Sie lernte auch, wie wichtig es ist, anhand konkreter Modelle ihre Kompositionen zu kreieren, anstatt sich nur auf ihre Vorstellungskraft zu verlassen. Für figurative Bilder bedeutete dies, dass sie kostümierte Mitmenschen fotografierte und Skizzen von ihnen anfertigte.
Nach ihrem Studienabschluss bekam sie jedoch nicht die Arbeit, die sie sich erträumt hatte. Diese Situation belastete sie sehr. Als langjähriges Gemeindemitglied der St. Patrick’s Kirche in Columbus ging sie jedes Wochenende zur Messe. „Aber ich hatte wirklich Mühe, mein Leben in den Griff zu bekommen“, erinnert sich Bernadette Carstensen.
„Apokalypse“ bringt den Lichtblick
Im Jahr 2013 machte ein Freund der Familie sie schließlich auf den Apokalypse-Preis aufmerksam. Ausgangspunkt des Kunstwettbewerbs war die biblische Apokalypse der Offenbarung des Johannes.
Um teilzunehmen, mussten die Künstler eine beliebige Darstellung zu dieser Thematik erschaffen und dabei dem Stil der mittelalterlichen Kopisten treu bleiben. Dieser alte Kunststil zeichnet sich durch flächige Kompositionen voll heiliger Symbolik aus oder wie es im Einführungsvideo des Wettbewerbs heißt: „Analogien, eingebettet in heilige Schriften.“
Carstensen beschloss, an dem Wettbewerb teilzunehmen, und ein Triptychon, sprich ein dreiteiliges Andachtsbild, zur Offenbarung des Johannes einzureichen. Doch bevor sie den Pinsel in die Hand nehmen konnte, musste sie das Buch der Offenbarung erneut lesen und auch die Sprache der mittelalterlichen Buchkunst kennenlernen.

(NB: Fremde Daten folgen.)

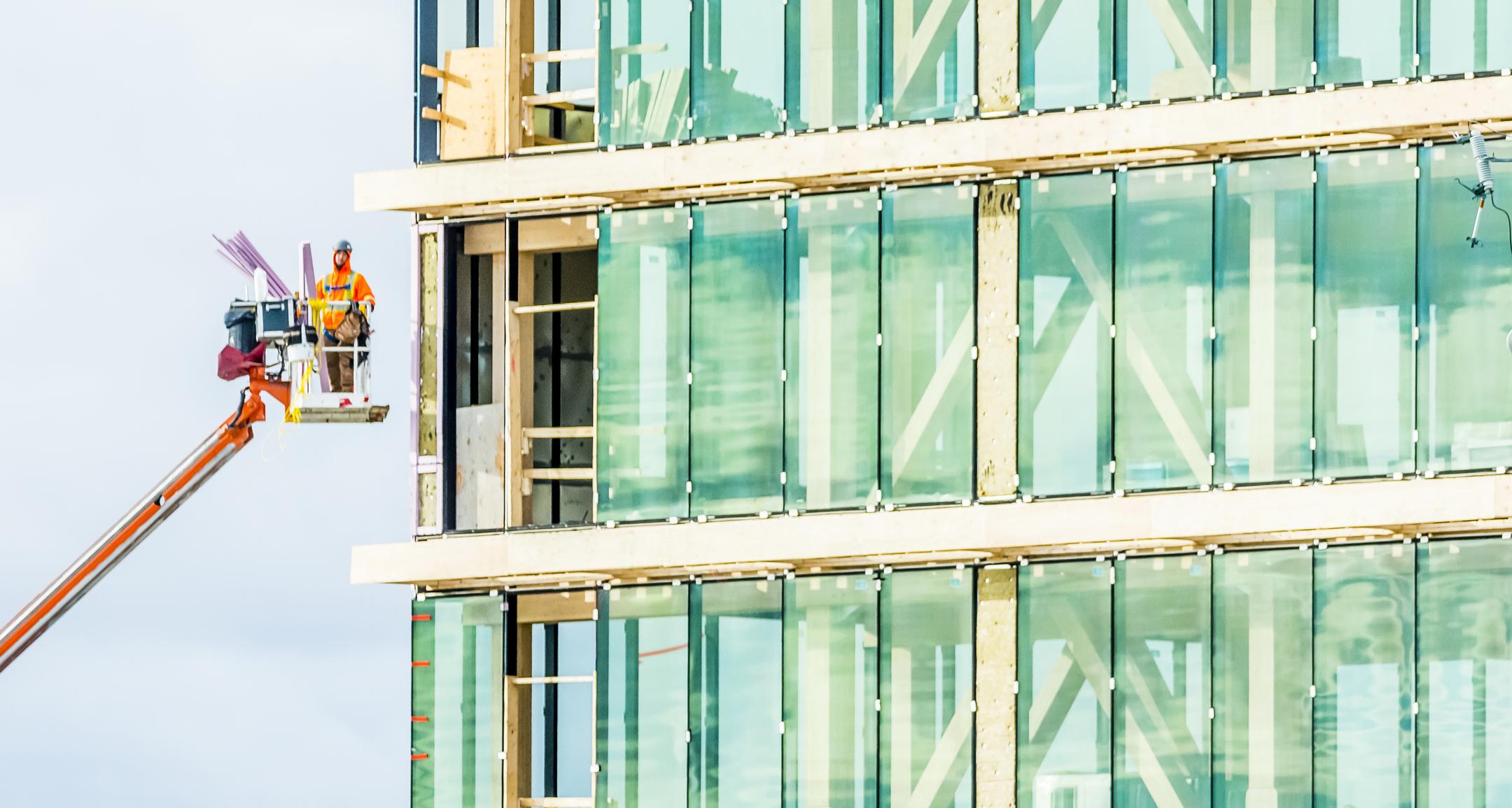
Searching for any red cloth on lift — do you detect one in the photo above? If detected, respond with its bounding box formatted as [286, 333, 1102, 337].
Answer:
[215, 343, 267, 382]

Alle teilnehmenden Künstler erhielten einen Leitfaden, in dem der Herstellungsprozess von Buchmalerei und die damit verbundene traditionelle Symbolik beschrieben wurden. Wichtig war dabei, dass Gott traditionell von Wolken umgeben ist, Engel immer barfuß sind und die Größe der Figuren der heiligen Hierarchie entspricht. So werden Heilige beispielsweise größer dargestellt als gewöhnliche Menschen.
„Selbst wenn man seine Kunstwerke stilisieren möchte, muss man in der Lage sein, die Dinge so realistisch darzustellen, wie man sie sieht“, erklärt Carstensen. Nur wenn etwas universell erkennbar ist, kann es fast ohne Erklärung über Kulturen hinweg kommuniziert werden.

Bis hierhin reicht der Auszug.